Surg Endosc. 2008 Sep;22(9):1965-70. doi: 10.1007/s00464-007-9711-0. Epub 2007 Dec 20.
The majority of recent large series on endoscopic retrograde cholangiopancreatography (ERCP) complications have been multicenter studies reflecting varying degrees of experience and ERCP volume; major ERCP complications are associated with low case volume. The aim of this study was to report and analyze the frequency of severe and fatal complications associated with ERCP at a single specialized surgical high-volume referral center (Turku University Central Hospital).
All scheduled ERCP procedures (n = 2788) at our unit between January 1997 and December 2005 were included and the procedure-related severe and fatal complications were assessed by retrospective chart review. Complications were classified as severe or fatal according to standardized guidelines.
The number of ERCP procedures performed was 2555, of which 71% were therapeutic and 29% were diagnostic. Seventeen (0.8%) severe complications were identified in 16 patients, of whom 15 underwent a therapeutic endoscopic procedure. Of the 17 severe complications, perforation constituted five cases (0.2%), pancreatitis occurred in five patients (0.2%), bleeding in five cases (0.2%), and two patients suffered from purulent cholangitis (0.1%).

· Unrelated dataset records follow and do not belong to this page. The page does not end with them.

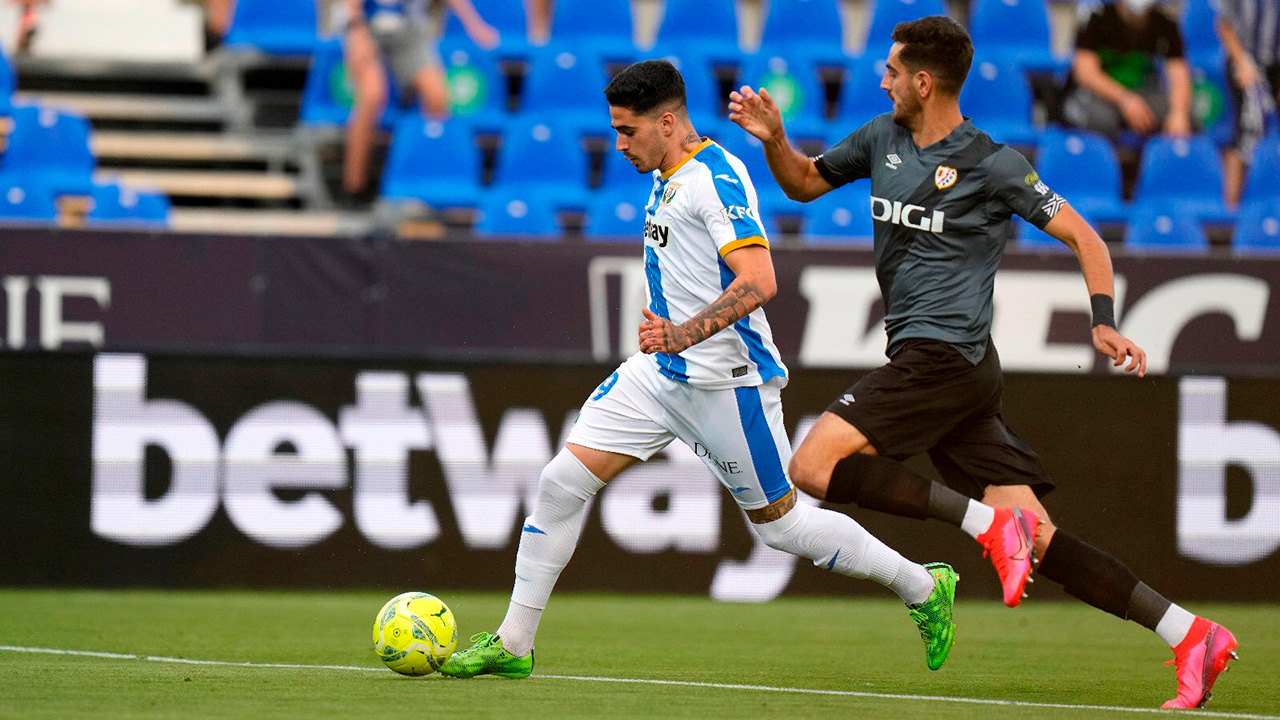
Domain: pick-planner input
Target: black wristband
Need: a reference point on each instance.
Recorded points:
(1104, 310)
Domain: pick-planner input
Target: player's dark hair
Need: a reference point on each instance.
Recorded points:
(645, 86)
(940, 46)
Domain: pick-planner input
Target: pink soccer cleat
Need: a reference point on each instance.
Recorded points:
(1010, 543)
(1201, 657)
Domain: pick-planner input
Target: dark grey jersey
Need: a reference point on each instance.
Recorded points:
(941, 220)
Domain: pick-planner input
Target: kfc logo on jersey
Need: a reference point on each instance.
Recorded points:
(909, 215)
(945, 177)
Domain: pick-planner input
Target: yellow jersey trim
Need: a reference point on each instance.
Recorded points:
(744, 242)
(688, 158)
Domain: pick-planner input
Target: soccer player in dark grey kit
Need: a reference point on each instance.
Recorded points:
(942, 195)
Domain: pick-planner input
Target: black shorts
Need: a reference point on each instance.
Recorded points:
(929, 399)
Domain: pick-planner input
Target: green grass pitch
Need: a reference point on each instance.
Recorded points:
(1045, 655)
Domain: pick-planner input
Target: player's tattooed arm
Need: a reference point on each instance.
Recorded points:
(775, 511)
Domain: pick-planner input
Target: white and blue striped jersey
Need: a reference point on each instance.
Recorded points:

Procedure-related mortality was 0.08% (n = 3).
In our study the rate of severe or fatal complications of ERCP is low in experienced hands at a high-volume center, comparing favorably to corresponding complication rates of multicenter series, which further supports the importance of centralizing ERCP procedures in high-volume advanced centers.
近期大多数关于内镜逆行胰胆管造影术(ERCP)并发症的大型系列研究都是多中心研究,反映了不同程度的经验和ERCP手术量;ERCP主要并发症与低手术量相关。本研究的目的是报告并分析在一个单一的专业外科高手术量转诊中心(图尔库大学中心医院)与ERCP相关的严重和致命并发症的发生率。
纳入1997年1月至2005年12月在我们科室进行的所有预定ERCP手术(n = 2788),并通过回顾性病历审查评估与手术相关的严重和致命并发症。根据标准化指南将并发症分类为严重或致命。
共进行了2555例ERCP手术,其中71%为治疗性手术,29%为诊断性手术。在16例患者中发现了17例(0.8%)严重并发症,其中15例接受了治疗性内镜手术。在这17例严重并发症中,穿孔5例(0.2%),胰腺炎5例(0.2%),出血5例(0.2%),2例患者发生化脓性胆管炎(0.1%)。手术相关死亡率为0.08%(n = 3)。
在我们的研究中,在高手术量中心,经验丰富的医生进行ERCP的严重或致命并发症发生率较低,与多中心系列研究的相应并发症发生率相比具有优势,这进一步支持了在高手术量的先进中心集中进行ERCP手术的重要性。